Dados do estudo “Panorama E-commerce 2026: O que molda a experiência de compra do consumidor brasileiro”, conduzido pela Visa Marketing Services em celebração aos 30 anos do setor, indicam que o ambiente digital brasileiro atingiu um nível relevante de maturidade, mas ainda apresenta fragilidades concentradas na etapa de pagamento. Entre consumidores que abandonam o carrinho, 58% desistem durante o pagamento, e 62% relataram ter enfrentado algum tipo de fraude ao usar o Pix, frente a 36% no cartão de crédito.
Esse padrão não é exclusivo do Brasil. Globalmente, à medida que os pagamentos se tornam mais rápidos, integrados e omnicanal, a superfície de ataque se expande. Cada transição fora do ambiente da loja, cada nova interface e cada solicitação adicional ao usuário representa um vetor potencial para engenharia social, phishing ou comprometimento de credenciais. Modelos de pagamento que exigem a saída do fluxo de compra, para outros ambientes, introduzem fricções que impactam tanto a conversão quanto a segurança.
Outro aspecto relevante é o pós-pagamento. O estudo mostra que 61% dos consumidores relatam menor satisfação com processos de reembolso, evidenciando que a percepção de segurança não se limita à prevenção de fraudes. Ela também depende da previsibilidade, da clareza de responsabilidades e da eficiência na resolução de disputas. Em termos práticos, falhas nessa etapa tendem a corroer a confiança do consumidor mesmo quando a transação inicial ocorre sem incidentes.
Os dados também indicam uma mudança no comportamento do usuário. 87% dos entrevistados consideram atrativa a possibilidade de concluir o pagamento diretamente no ambiente da loja, e 70% aceitariam vincular seus dados bancários de forma segura para agilizar compras futuras. Esse comportamento sugere que o consumidor está disposto a aceitar modelos mais integrados, desde que perceba controles claros de segurança e governança sobre seus dados.

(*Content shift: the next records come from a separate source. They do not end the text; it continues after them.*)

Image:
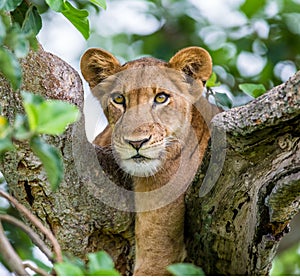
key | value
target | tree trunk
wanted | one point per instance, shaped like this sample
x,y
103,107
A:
x,y
238,207
235,228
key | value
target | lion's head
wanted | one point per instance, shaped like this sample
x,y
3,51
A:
x,y
149,105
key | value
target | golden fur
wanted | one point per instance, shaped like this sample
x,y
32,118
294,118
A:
x,y
158,134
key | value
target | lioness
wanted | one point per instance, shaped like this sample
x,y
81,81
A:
x,y
158,134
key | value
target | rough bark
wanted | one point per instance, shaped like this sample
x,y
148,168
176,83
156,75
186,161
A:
x,y
233,228
236,227
78,219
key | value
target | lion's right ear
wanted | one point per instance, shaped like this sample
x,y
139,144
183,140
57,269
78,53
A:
x,y
97,64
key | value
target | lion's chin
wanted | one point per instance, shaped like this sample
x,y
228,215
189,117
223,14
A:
x,y
140,166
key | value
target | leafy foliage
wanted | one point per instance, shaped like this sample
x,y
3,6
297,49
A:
x,y
42,117
20,22
185,269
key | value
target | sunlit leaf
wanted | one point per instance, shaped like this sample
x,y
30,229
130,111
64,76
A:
x,y
185,269
100,3
51,159
254,90
223,100
32,22
48,116
78,18
55,5
17,41
10,67
212,81
9,5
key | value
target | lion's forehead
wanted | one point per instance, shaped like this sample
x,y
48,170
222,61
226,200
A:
x,y
143,77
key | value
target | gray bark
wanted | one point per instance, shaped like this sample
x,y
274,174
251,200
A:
x,y
233,228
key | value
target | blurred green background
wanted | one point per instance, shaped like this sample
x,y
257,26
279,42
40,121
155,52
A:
x,y
250,41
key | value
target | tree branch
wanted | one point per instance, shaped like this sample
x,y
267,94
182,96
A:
x,y
34,237
36,222
244,215
10,256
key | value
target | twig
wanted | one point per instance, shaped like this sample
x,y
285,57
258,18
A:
x,y
37,223
10,256
33,235
36,269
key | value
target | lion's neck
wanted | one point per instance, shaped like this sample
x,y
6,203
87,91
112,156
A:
x,y
160,232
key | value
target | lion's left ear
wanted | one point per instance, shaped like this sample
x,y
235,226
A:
x,y
193,61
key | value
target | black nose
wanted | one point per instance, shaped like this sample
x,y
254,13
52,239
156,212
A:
x,y
139,143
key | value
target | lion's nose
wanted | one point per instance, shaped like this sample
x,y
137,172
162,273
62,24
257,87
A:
x,y
137,144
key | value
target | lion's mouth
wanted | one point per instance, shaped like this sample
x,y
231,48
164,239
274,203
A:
x,y
138,158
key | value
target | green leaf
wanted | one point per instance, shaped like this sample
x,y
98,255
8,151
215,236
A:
x,y
251,7
100,3
223,100
10,67
100,263
78,18
9,5
212,81
17,41
18,15
48,116
185,269
51,159
68,269
55,5
2,30
254,90
292,22
32,22
6,145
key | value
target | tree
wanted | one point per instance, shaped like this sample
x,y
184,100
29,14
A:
x,y
234,227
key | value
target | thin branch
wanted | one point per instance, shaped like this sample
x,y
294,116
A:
x,y
36,269
34,220
10,256
33,235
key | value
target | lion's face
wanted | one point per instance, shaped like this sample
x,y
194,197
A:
x,y
148,104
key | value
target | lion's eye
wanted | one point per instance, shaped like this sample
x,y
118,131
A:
x,y
118,98
161,98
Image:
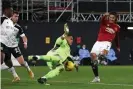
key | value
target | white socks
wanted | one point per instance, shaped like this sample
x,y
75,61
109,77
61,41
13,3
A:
x,y
12,70
26,65
3,67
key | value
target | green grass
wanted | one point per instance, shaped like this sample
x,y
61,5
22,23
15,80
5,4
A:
x,y
112,77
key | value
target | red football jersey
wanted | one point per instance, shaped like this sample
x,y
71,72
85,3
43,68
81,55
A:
x,y
104,35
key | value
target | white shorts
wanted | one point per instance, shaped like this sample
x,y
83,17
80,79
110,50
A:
x,y
99,46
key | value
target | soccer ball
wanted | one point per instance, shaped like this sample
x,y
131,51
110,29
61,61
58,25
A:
x,y
69,66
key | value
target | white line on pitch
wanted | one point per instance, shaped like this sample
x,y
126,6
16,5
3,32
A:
x,y
108,84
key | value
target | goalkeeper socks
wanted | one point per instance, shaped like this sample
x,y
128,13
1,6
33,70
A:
x,y
52,74
95,69
26,65
12,70
4,67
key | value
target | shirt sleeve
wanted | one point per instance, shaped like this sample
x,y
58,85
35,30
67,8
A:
x,y
21,31
59,41
104,20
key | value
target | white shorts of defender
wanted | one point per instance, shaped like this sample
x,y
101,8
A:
x,y
99,46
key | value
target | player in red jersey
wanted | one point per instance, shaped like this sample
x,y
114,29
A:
x,y
109,30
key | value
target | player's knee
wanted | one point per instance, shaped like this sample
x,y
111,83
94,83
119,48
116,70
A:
x,y
104,52
20,60
9,63
2,57
93,56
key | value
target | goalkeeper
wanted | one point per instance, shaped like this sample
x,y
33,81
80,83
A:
x,y
58,57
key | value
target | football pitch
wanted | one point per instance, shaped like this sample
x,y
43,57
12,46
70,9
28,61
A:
x,y
112,77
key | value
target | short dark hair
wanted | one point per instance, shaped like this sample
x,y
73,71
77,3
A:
x,y
15,12
5,5
113,13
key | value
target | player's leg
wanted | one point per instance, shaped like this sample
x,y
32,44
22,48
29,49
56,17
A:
x,y
2,57
2,54
47,58
105,47
17,54
50,65
51,74
10,67
94,61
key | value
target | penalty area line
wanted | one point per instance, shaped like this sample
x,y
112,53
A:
x,y
107,84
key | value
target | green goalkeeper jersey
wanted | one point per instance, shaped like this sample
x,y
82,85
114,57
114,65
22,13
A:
x,y
61,48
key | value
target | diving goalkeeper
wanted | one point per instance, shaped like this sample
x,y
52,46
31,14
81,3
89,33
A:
x,y
57,58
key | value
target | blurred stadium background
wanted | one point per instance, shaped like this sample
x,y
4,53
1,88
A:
x,y
43,22
44,19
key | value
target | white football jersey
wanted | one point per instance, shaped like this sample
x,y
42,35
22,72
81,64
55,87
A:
x,y
9,32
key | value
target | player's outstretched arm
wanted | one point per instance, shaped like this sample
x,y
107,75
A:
x,y
25,40
66,31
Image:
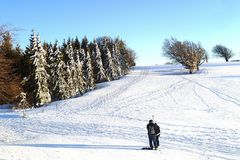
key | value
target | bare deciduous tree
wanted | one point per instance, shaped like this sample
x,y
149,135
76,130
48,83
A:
x,y
222,51
189,54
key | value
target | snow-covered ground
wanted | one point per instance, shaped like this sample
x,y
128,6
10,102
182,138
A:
x,y
199,116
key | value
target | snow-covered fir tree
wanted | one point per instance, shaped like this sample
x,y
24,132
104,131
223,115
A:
x,y
60,85
80,78
89,76
115,63
37,83
108,63
71,73
117,56
99,72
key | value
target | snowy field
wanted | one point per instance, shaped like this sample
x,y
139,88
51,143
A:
x,y
199,116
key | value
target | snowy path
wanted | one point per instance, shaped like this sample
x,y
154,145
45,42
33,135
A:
x,y
199,116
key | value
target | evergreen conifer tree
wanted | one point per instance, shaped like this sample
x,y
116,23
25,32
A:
x,y
37,83
99,72
90,78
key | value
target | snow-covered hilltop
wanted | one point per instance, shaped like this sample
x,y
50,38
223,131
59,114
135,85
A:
x,y
199,116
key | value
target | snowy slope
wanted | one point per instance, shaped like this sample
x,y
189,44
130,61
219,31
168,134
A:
x,y
199,116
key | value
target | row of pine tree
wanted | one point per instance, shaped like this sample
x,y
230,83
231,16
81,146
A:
x,y
54,72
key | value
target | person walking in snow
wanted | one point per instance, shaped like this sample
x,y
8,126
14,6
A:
x,y
152,136
158,131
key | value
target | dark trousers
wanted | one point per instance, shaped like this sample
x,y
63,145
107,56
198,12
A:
x,y
152,140
157,139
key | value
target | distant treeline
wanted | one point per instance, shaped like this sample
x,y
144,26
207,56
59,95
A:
x,y
51,72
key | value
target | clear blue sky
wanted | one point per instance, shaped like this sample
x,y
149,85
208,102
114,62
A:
x,y
143,24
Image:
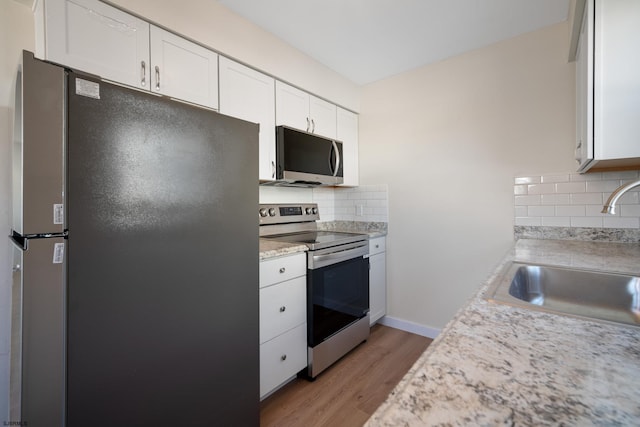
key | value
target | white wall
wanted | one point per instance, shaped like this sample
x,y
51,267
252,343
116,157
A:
x,y
16,33
212,24
449,139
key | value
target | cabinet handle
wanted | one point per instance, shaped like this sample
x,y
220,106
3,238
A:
x,y
143,71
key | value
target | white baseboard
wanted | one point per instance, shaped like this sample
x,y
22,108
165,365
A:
x,y
408,326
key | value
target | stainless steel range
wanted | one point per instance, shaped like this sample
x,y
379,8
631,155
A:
x,y
337,281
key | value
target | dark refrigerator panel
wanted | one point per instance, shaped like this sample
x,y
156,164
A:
x,y
163,267
37,385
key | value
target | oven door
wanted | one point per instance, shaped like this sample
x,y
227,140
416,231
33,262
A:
x,y
337,295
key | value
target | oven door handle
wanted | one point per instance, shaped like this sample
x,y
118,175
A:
x,y
319,261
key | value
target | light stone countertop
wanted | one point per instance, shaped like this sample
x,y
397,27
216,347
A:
x,y
273,248
494,364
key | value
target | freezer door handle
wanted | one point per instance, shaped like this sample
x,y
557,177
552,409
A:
x,y
19,241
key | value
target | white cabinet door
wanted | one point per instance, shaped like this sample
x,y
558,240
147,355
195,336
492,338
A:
x,y
584,94
250,95
347,132
608,85
182,69
323,117
281,358
298,109
377,279
292,107
91,36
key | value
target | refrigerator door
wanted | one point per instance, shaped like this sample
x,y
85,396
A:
x,y
38,142
37,394
163,262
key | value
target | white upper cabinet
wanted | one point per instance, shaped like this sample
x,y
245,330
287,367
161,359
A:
x,y
91,36
250,95
347,132
182,69
608,85
300,110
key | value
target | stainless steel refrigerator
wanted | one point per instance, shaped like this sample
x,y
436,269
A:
x,y
135,294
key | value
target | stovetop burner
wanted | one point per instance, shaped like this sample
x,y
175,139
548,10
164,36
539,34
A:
x,y
296,223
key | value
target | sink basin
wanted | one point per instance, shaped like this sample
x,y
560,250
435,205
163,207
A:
x,y
583,293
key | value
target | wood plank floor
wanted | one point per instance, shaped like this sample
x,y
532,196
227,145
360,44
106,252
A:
x,y
351,390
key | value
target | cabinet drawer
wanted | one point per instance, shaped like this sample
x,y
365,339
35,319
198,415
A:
x,y
284,268
282,357
282,307
377,245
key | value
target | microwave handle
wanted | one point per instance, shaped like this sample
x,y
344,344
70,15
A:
x,y
337,164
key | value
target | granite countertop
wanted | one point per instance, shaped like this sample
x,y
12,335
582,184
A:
x,y
494,364
271,248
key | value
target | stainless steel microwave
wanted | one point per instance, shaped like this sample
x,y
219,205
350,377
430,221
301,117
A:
x,y
307,160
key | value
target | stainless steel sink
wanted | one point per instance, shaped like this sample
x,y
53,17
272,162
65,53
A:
x,y
583,293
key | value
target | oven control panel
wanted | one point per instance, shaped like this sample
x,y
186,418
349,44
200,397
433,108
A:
x,y
288,213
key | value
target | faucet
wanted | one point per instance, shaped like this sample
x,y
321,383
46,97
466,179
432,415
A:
x,y
610,206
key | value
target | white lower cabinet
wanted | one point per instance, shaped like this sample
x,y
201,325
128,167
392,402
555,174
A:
x,y
283,320
377,279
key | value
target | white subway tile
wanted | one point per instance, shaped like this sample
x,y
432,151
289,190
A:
x,y
527,200
541,211
630,210
570,187
629,198
586,198
555,199
623,175
586,221
595,210
528,221
555,178
527,180
541,188
519,190
602,186
572,210
520,211
621,222
556,221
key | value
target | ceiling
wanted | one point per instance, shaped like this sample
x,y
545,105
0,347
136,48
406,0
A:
x,y
368,40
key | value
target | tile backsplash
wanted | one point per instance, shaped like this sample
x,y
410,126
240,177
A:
x,y
367,203
575,200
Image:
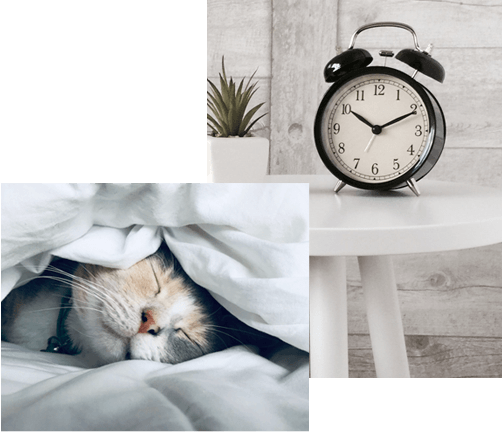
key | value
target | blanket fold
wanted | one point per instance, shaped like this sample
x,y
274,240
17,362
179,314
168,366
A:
x,y
246,243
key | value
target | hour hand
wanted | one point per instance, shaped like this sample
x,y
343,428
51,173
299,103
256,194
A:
x,y
360,117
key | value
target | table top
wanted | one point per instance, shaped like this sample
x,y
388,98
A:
x,y
446,216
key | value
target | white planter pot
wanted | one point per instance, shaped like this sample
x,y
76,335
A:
x,y
237,160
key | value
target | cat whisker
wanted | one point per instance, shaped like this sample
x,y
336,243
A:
x,y
233,337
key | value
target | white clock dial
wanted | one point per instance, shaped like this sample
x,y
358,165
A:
x,y
376,127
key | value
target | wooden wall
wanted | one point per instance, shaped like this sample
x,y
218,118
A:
x,y
451,302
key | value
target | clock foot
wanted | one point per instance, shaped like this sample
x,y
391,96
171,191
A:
x,y
412,184
339,186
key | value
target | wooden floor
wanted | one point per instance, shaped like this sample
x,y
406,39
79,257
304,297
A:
x,y
434,357
451,305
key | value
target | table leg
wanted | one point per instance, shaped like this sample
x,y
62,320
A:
x,y
384,317
328,318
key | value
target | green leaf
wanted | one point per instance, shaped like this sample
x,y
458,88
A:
x,y
248,117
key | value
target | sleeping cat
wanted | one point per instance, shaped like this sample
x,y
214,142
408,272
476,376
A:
x,y
152,311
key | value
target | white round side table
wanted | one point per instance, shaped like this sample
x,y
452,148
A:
x,y
373,226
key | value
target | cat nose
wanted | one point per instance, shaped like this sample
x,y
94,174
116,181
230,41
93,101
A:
x,y
148,324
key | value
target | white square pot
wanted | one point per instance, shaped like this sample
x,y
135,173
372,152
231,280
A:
x,y
237,160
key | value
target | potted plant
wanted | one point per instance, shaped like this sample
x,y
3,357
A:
x,y
234,155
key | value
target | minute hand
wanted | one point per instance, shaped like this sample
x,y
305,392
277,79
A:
x,y
398,119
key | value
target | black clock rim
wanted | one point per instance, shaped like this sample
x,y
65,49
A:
x,y
415,172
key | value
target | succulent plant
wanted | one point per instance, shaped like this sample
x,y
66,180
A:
x,y
229,106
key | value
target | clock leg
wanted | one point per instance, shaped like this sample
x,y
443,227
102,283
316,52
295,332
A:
x,y
384,317
412,184
339,186
329,356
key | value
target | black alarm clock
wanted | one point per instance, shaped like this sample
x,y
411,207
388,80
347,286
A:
x,y
377,127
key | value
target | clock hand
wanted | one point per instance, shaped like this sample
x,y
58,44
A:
x,y
371,142
398,119
360,117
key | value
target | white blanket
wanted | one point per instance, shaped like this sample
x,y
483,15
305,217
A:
x,y
231,390
247,244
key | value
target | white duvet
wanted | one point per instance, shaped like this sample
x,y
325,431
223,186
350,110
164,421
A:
x,y
247,244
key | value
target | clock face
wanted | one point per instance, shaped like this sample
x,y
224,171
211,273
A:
x,y
375,128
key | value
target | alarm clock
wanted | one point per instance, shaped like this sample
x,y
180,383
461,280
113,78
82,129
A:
x,y
377,127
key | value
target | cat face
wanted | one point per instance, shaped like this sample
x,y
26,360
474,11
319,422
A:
x,y
151,311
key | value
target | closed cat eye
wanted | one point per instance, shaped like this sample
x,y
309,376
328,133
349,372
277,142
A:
x,y
149,325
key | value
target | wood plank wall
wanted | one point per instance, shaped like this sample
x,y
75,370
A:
x,y
451,302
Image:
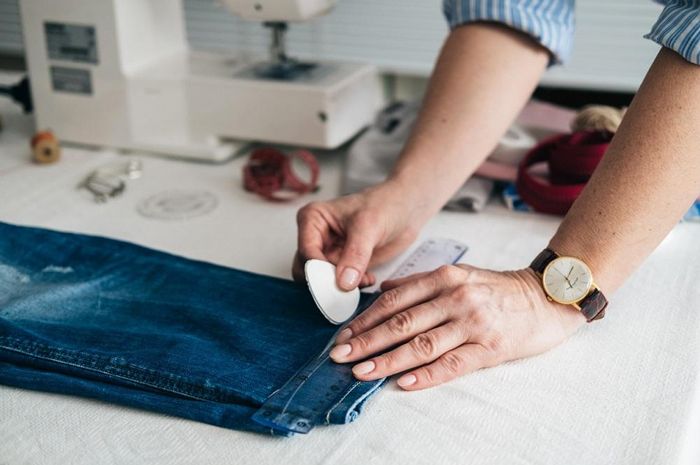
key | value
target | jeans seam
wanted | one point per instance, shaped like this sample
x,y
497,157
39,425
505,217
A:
x,y
340,401
145,376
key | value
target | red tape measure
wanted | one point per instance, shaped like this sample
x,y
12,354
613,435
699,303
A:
x,y
269,173
571,159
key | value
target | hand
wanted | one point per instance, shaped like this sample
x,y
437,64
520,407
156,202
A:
x,y
357,231
453,321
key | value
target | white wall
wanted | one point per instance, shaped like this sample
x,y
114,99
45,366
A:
x,y
404,36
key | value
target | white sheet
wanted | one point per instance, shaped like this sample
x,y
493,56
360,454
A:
x,y
619,392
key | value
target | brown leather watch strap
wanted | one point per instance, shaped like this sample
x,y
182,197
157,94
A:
x,y
593,305
542,260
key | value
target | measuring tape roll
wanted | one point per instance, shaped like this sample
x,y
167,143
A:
x,y
571,158
270,173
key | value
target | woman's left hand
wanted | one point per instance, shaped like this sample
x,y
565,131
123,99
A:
x,y
452,321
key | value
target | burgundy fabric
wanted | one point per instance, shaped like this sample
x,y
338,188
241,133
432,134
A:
x,y
571,159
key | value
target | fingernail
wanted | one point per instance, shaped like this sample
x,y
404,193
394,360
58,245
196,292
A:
x,y
363,368
344,335
349,278
340,351
406,380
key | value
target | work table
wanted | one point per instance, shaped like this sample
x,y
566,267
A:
x,y
625,390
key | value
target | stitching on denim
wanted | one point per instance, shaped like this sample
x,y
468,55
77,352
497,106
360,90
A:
x,y
289,401
340,401
139,375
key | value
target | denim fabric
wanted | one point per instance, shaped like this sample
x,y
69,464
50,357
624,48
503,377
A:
x,y
110,320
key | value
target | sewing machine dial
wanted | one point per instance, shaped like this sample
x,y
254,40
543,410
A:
x,y
567,280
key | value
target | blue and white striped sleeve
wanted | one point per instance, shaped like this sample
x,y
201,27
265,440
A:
x,y
678,28
549,22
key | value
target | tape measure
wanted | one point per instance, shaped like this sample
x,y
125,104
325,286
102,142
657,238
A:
x,y
313,395
430,255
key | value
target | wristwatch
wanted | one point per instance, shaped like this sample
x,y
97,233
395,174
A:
x,y
568,280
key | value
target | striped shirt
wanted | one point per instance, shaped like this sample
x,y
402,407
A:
x,y
551,22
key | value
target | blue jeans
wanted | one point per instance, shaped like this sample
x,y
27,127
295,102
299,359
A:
x,y
110,320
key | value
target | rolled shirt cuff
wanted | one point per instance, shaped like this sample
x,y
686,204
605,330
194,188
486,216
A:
x,y
678,28
549,22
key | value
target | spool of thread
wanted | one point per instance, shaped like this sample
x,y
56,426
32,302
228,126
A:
x,y
270,174
45,148
600,118
513,146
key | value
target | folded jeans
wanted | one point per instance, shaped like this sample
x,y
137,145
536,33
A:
x,y
105,319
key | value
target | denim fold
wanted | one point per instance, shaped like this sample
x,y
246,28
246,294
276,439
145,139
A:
x,y
110,320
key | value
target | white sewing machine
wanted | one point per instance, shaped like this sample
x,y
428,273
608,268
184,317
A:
x,y
118,73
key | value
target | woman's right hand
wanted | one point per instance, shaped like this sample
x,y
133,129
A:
x,y
357,231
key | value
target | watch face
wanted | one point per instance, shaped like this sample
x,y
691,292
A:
x,y
567,280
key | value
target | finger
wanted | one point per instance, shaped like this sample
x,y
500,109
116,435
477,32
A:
x,y
396,330
424,348
389,304
368,279
392,283
298,268
361,238
466,358
313,233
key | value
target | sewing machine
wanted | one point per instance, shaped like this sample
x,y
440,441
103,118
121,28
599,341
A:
x,y
118,73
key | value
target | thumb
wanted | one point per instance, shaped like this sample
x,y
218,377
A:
x,y
356,254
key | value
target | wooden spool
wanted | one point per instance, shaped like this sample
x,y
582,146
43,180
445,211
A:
x,y
45,148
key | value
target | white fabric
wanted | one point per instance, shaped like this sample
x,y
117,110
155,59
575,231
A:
x,y
618,392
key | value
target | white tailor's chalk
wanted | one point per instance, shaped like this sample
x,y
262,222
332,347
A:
x,y
336,304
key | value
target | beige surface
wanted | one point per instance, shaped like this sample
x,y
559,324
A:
x,y
618,392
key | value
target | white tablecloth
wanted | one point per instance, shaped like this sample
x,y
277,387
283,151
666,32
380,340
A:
x,y
624,390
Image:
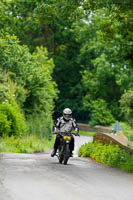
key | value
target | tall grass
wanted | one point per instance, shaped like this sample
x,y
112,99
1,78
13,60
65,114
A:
x,y
111,155
29,144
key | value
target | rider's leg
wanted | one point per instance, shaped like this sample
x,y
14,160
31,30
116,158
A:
x,y
56,144
71,146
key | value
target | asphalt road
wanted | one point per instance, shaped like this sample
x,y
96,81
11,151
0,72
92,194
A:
x,y
40,177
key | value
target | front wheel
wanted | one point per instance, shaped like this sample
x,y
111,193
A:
x,y
67,154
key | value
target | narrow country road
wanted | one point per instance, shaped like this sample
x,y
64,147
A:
x,y
40,177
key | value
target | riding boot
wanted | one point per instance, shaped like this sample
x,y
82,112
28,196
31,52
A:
x,y
53,153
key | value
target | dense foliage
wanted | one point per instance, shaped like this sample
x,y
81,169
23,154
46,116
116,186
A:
x,y
91,44
111,155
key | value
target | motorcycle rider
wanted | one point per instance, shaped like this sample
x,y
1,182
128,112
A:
x,y
65,124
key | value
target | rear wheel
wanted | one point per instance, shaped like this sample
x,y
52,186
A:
x,y
67,154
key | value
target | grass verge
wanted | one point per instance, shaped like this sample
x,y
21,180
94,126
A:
x,y
29,144
112,155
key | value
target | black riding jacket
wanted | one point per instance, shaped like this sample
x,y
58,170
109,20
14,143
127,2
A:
x,y
63,125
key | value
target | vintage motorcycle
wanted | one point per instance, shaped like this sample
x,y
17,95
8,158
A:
x,y
63,152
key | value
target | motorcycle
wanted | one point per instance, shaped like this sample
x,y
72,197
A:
x,y
63,152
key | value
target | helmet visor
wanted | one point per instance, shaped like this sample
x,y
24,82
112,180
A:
x,y
67,116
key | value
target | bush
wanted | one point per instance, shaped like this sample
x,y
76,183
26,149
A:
x,y
111,155
100,115
5,125
28,144
13,120
126,105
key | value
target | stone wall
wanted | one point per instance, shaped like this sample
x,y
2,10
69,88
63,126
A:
x,y
88,128
120,140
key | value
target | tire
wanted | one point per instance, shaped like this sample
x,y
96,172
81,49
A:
x,y
67,154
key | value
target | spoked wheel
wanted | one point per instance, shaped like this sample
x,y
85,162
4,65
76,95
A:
x,y
67,154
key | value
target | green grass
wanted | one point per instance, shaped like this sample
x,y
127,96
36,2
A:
x,y
86,133
29,144
111,155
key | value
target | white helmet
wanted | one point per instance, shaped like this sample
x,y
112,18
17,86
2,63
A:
x,y
67,113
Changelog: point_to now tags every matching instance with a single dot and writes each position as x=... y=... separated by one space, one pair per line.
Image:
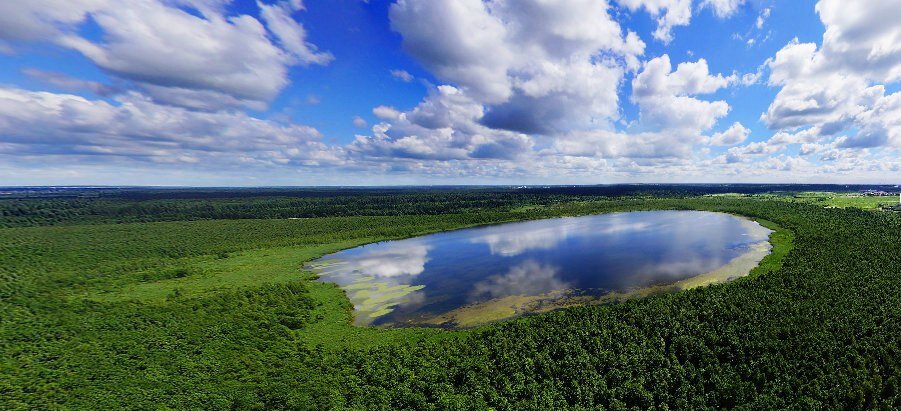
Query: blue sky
x=284 y=92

Do ponto de vista da indústria, isso significa evoluir de uma postura reativa para uma arquitetura proativa e integrada de proteção. Tecnologias como tokenização, autenticação biométrica e iniciação de pagamentos reduzem o número de etapas, mantêm o usuário dentro de ambientes confiáveis e ajudam a proteger dados sensíveis por padrão. Essa convergência entre conveniência e segurança é o caminho natural do e-commerce que se consolida no país.
A maturidade do comércio eletrônico não será medida apenas pela diversidade de meios de pagamento disponíveis, mas pela capacidade do ecossistema de reduzir riscos sem aumentar a fricção. Ao olharmos para os 30 anos do e-commerce no Brasil, fica claro que a segurança digital se tornou um componente essencial da experiência de compra. A confiança, construída por meio de práticas seguras, integração tecnológica e educação digital, é o que sustenta a continuidade do crescimento desse mercado e define os próximos passos da inovação no varejo online.